Part of the blame for the reaction the condition receives also lies in the lack of awareness among people — not just about the MRKH syndrome, but also women’s reproductive health.

“So far, at the AKUH, we are looking at 10 cases per year because there is a lot of referral system from neighbouring cities, provinces and even cities such as Iran and Afghanistan,” said Dr Novera. “And from what we have seen, patients are not aware of the syndrome themselves.”

To mitigate this, the AKUH holds conferences and training sessions at hospitals such as the Jinnah Postgraduate Medical Centre, along with using social media to raise awareness.

Dr Novera added that there was a lack of training even among doctors, who fail to realise or identify what kind of case they are dealing with. Thirdly, patients with financial constraints usually end up at smaller clinics and hospitals that lack investigative capabilities, even basic MRI and CT scan machines.

This is exactly what happened with G*, who kept running from one clinic to the other for years. She was only able to afford the treatment at the AKUH because of the funds she secured from a donor. The surgery itself costs anywhere between Rs700,000 to Rs800,000.

At public hospitals such as Dow, the same is more affordable, ranging between Rs250,000 to Rs300,000, said Dr Lubna.

Life for G* has changed since her vaginoplasty, for which she keeps travelling between Karachi and Hunza. She has been prescribed a couple of exercises to ensure that her vaginal tract remains open and functional until she gets married.

Ever since her treatment, G’s* family has begun looking for a groom. The 36-year-old, whose previous experience in this regard still gives her tremors, has her own set of fears, but along with them is also a newfound hope and confidence.

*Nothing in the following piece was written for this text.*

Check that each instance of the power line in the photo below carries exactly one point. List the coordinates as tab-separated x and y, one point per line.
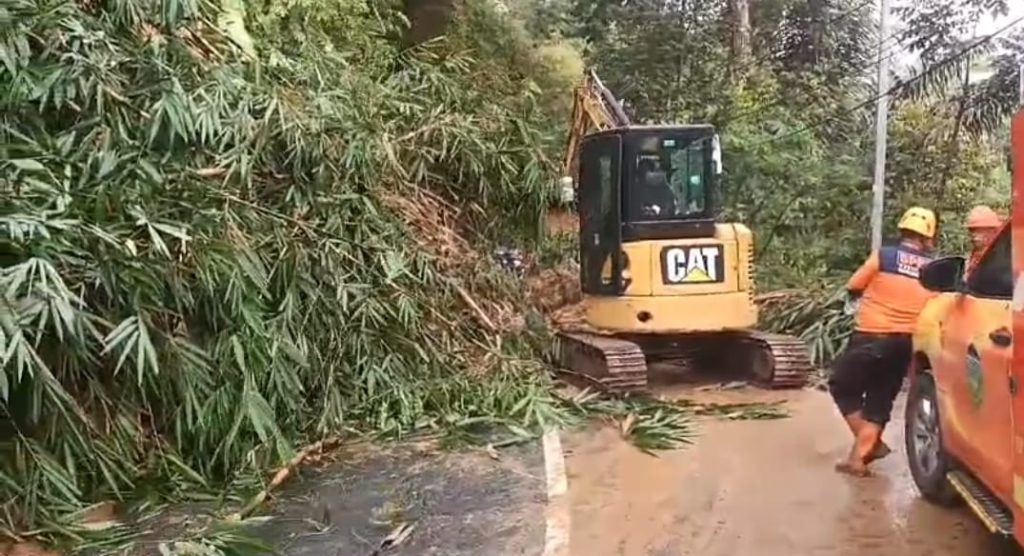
945	61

“I know none of this [the syndrome] is something I have control over,” she told Dawn. “And I also know that this doesn’t define me … whoever wants to marry me will do so while accepting this.” In the meantime, G* continues her job, which is no longer a distraction.

“I have realised I love children and being around them brings me a lot of joy,” she said. “It finally feels like there is something to look forward to in life.”